Last week we discussed about VR technology and its impact on the gaming industry. While today it is clear that we might see VR games in the very near future, only until five years ago, VR technology still seemed quite sci-fi, at least when it comes to gaming and gaming technology.
In the past there have been quite a lot of phenomena that seemed sci-fi, but they are quite real now. If the history of video has taught us anything, it is that nothing is impossible and that every technological advance can have an impact on game developed and can be used to improve gameplay and give us more realistic games.
The Early Days of 3D
3D graphics are pretty much the norm nowadays, but most of us remember the days when 3D games were still considered revolutionary. You may be surprised to learn that the first 3D game appeared in the 1980s, but it is safe to say that all games before 1990 were 3D only in the name. In other words, the ingenious developers and designers used various tricks and techniques to make the graphics appear 3D, but there was no real 3D dynamics. If we compare those games to ones that we have today, nobody would even say that they are 3D.
The developers in the early 1990s had to compromise a lot when it came to 3D and graphics in general. Firstly, as 3D technology was still in its infancy, there were a lot fewer options at their disposal. Employing 2D graphics usually meant having a lot more options in terms of gameplay and overall game feel, but on the other hand, developing a high-quality 3D game meant a greater appeal.

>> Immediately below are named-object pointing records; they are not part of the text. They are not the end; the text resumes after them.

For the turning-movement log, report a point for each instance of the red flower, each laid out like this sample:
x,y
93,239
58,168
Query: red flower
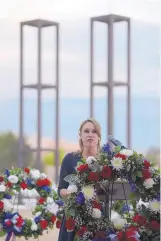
x,y
120,235
27,170
106,172
70,224
58,223
42,200
20,222
1,205
146,173
154,225
43,224
119,155
140,220
9,184
93,176
1,179
131,239
23,185
53,219
146,164
81,231
43,182
82,168
8,223
95,204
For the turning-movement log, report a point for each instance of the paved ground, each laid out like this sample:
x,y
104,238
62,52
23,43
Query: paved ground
x,y
52,235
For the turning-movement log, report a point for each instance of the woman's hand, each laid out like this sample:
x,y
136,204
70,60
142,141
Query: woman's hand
x,y
64,193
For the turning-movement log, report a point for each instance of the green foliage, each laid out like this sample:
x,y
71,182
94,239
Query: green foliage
x,y
49,159
9,152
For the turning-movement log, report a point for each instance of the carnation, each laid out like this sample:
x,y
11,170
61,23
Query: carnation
x,y
13,179
90,160
96,213
72,188
88,192
35,174
148,183
117,163
126,152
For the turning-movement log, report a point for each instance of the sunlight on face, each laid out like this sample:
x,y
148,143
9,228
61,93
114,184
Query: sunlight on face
x,y
89,135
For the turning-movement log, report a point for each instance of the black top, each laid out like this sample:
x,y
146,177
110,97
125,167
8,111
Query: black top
x,y
68,167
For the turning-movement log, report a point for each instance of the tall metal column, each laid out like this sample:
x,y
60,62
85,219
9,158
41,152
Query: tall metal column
x,y
39,87
110,83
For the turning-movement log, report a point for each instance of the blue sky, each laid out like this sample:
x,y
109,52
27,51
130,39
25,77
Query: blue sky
x,y
73,17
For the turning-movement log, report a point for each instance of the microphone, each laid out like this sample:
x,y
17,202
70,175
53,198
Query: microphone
x,y
116,142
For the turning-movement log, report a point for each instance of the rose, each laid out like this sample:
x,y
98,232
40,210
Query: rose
x,y
2,188
35,174
148,183
140,220
72,188
146,173
93,176
106,172
70,224
96,213
13,179
43,224
154,225
146,164
82,168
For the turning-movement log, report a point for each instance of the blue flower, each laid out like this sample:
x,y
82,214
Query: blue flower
x,y
80,198
126,208
47,189
7,173
7,196
29,182
106,148
37,219
60,203
133,186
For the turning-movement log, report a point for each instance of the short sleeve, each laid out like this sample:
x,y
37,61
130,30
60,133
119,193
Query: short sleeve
x,y
66,169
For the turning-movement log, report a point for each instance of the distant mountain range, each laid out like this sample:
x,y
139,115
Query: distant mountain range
x,y
145,118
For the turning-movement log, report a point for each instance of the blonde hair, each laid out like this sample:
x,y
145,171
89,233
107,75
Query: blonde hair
x,y
98,130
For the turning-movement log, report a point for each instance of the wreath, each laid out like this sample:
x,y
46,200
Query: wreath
x,y
45,211
136,218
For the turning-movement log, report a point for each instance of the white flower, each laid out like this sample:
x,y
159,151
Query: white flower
x,y
90,160
2,188
88,192
154,205
35,174
72,188
53,208
13,179
37,214
117,163
49,200
8,206
34,226
120,223
43,176
148,183
96,213
126,152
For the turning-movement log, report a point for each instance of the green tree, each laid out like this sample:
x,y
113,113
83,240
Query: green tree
x,y
49,159
9,152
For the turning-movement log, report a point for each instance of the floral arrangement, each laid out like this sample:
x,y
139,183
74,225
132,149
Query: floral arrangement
x,y
129,220
45,211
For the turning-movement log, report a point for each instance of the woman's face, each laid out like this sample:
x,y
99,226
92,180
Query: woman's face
x,y
89,135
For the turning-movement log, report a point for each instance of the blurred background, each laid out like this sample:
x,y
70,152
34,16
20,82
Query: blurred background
x,y
74,19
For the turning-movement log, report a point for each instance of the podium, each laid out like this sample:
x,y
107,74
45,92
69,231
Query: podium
x,y
114,191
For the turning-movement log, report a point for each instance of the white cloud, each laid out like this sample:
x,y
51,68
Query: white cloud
x,y
74,45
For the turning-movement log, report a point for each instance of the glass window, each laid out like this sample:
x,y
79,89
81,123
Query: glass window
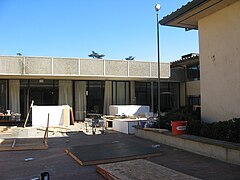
x,y
169,95
121,92
143,93
43,92
3,96
194,100
193,72
95,97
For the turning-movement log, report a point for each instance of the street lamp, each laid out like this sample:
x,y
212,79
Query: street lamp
x,y
157,8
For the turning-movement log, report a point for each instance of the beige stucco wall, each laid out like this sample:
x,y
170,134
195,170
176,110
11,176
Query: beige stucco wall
x,y
219,35
193,88
182,94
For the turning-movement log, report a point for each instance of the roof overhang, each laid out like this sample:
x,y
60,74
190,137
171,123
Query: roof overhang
x,y
188,15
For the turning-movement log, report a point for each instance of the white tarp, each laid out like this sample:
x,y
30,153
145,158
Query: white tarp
x,y
58,115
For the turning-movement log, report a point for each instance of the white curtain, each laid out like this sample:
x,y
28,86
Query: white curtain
x,y
80,100
14,96
107,97
65,96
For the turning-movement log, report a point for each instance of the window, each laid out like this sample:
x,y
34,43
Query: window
x,y
3,96
169,95
121,93
95,96
194,100
193,72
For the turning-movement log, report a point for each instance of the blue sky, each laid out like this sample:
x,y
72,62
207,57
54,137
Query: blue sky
x,y
73,28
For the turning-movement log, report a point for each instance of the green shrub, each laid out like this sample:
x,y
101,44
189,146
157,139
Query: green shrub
x,y
222,130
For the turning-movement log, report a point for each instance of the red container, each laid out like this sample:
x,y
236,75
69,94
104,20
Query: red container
x,y
178,127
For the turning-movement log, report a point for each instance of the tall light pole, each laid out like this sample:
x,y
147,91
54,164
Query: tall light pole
x,y
157,8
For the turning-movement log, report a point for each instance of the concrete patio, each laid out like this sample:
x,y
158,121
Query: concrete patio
x,y
60,166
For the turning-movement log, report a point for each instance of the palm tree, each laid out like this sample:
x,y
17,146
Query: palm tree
x,y
96,55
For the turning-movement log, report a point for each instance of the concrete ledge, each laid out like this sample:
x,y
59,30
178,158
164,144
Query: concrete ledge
x,y
221,150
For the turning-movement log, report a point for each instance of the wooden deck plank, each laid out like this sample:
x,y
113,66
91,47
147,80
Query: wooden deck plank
x,y
140,169
22,144
110,152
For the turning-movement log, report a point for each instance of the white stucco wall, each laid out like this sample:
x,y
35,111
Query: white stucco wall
x,y
219,35
193,88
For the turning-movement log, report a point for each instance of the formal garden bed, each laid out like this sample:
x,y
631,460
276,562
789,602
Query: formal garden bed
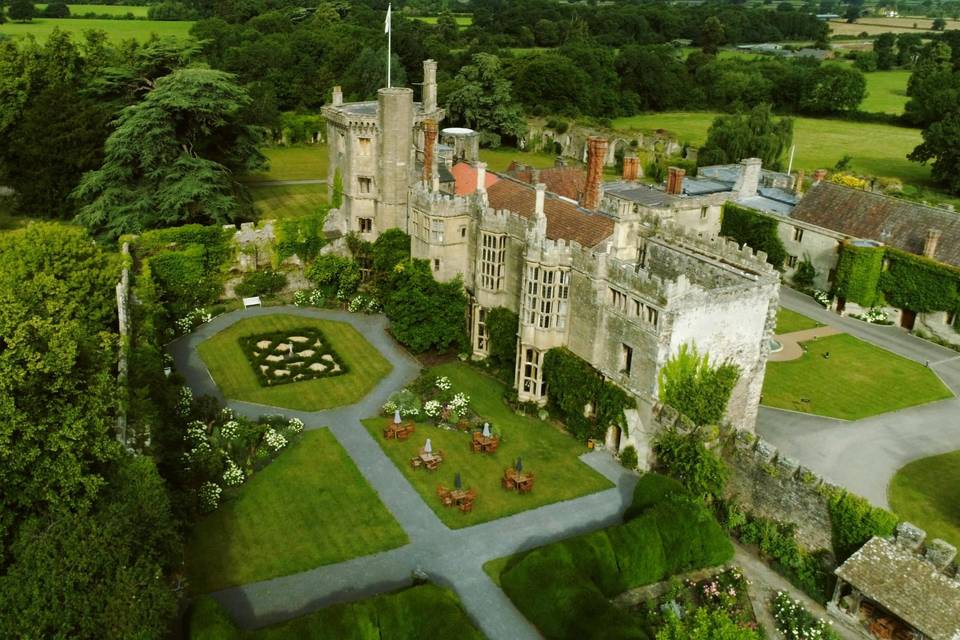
x,y
228,354
309,507
423,611
542,449
843,377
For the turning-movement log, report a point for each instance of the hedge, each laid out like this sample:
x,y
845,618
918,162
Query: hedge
x,y
754,229
565,588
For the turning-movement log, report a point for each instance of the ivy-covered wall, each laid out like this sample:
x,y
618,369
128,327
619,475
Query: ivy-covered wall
x,y
754,229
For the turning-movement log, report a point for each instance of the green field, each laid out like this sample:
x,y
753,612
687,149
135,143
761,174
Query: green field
x,y
856,381
926,492
877,149
790,321
309,507
234,374
550,454
103,9
886,92
116,30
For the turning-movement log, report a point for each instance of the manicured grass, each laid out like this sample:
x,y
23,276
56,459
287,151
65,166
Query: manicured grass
x,y
298,162
550,454
234,374
926,492
424,611
41,28
500,159
858,380
309,507
288,201
877,149
886,92
790,321
103,9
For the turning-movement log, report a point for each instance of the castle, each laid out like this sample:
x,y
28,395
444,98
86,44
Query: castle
x,y
622,287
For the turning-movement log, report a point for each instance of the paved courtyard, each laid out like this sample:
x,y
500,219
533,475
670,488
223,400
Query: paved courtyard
x,y
864,455
452,558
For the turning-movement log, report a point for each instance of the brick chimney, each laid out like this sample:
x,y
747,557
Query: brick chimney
x,y
596,155
429,150
930,245
675,180
631,167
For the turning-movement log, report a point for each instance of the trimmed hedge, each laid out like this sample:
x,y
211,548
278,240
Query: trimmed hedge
x,y
565,588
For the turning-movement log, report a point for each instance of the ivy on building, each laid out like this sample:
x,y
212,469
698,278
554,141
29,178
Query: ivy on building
x,y
751,228
573,385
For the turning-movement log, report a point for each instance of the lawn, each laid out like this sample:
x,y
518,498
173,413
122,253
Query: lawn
x,y
500,159
926,492
790,321
856,381
309,507
297,162
877,149
116,30
288,201
886,92
549,453
234,374
423,611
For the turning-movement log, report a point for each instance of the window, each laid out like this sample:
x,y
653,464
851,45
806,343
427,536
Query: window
x,y
492,258
545,298
436,230
626,359
619,300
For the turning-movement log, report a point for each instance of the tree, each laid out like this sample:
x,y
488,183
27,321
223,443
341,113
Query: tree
x,y
480,97
941,144
711,35
57,387
174,158
22,10
755,134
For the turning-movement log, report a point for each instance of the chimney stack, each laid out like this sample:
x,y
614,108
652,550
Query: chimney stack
x,y
429,95
541,195
930,246
596,156
631,167
675,180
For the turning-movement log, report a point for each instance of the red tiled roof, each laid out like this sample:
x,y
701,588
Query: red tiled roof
x,y
892,221
565,220
563,181
465,178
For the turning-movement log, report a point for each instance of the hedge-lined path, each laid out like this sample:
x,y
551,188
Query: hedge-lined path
x,y
452,558
791,342
864,455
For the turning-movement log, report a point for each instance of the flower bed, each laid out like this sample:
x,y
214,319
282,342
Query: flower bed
x,y
291,356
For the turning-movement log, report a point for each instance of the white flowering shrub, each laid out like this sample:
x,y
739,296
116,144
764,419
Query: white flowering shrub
x,y
209,495
796,623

Wolfenstein was probably the first game with groundbreaking 3D graphics, at least for its time, and considering that the game was released in 1992, it has to be said that the graphic features were quite impressive, even though the gameplay was still basic. There are weren’t a lot of available options, after all.
What the Future Holds
By the mid-nineties most first person shooters and action games featured what was cleverly called 2.5D graphics, i.e. they all appeared 3D, but they were actually created in 2D technology. The maps appeared 3D, but developers used clever tricks to make it seem so. Quake was released in 1996, and many experts would agree that it killed off the so called 2.5D games.

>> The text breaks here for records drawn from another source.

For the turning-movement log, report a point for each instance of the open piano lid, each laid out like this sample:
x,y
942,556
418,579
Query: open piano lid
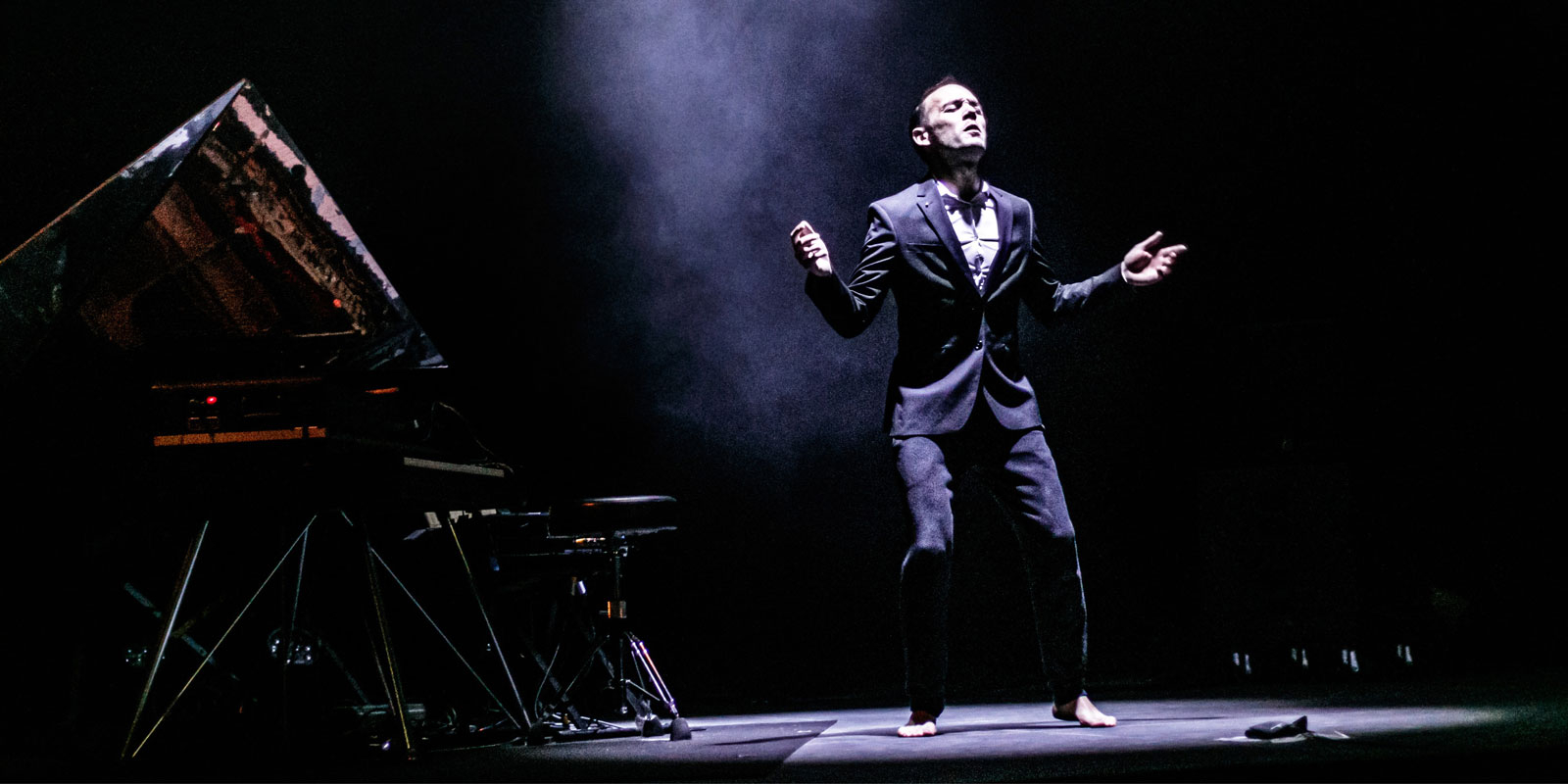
x,y
216,255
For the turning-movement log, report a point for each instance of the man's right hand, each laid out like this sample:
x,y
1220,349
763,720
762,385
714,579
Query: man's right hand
x,y
809,250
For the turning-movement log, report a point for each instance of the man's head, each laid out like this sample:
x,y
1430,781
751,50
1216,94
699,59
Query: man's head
x,y
949,122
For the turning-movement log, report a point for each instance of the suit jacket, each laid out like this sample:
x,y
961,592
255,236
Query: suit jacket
x,y
956,345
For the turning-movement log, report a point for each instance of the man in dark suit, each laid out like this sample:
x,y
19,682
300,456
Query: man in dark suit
x,y
960,256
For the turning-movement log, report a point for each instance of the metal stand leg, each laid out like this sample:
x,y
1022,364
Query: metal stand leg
x,y
164,640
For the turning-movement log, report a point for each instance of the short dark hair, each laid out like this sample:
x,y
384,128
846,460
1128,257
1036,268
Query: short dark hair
x,y
917,117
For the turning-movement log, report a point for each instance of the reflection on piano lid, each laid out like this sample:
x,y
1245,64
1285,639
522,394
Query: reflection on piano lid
x,y
216,255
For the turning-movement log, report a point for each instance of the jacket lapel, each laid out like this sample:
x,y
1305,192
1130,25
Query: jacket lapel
x,y
930,203
1004,251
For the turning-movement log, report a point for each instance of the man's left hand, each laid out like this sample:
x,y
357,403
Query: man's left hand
x,y
1147,266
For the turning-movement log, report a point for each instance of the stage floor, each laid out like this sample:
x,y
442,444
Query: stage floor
x,y
1429,729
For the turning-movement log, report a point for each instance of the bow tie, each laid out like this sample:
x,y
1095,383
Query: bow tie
x,y
971,209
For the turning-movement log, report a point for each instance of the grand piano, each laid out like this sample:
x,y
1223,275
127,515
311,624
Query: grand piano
x,y
204,341
216,298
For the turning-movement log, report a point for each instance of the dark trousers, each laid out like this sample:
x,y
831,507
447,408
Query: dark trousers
x,y
1018,467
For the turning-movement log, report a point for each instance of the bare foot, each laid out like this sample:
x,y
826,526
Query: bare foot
x,y
1084,712
919,725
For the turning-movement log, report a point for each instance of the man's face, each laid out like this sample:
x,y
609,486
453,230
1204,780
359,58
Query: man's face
x,y
954,122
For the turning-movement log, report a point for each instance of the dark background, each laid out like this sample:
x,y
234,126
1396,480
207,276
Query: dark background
x,y
1330,427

Then, during the following 1997 the first video cards especially created for 3D games appeared and that changed everything. Then game developers started adding shaders, and without shaders we can’t even imagine modern 3D games and their advanced graphic features. Shaders made bodies and characters look at lot more realistic.
One might wonder what the next major thing would be when it comes to graphics and it would be silly not to assume that developers might try to create games that require 3D glasses. After all, if there can be 3D films, why not 3D games in the actual sense of the word.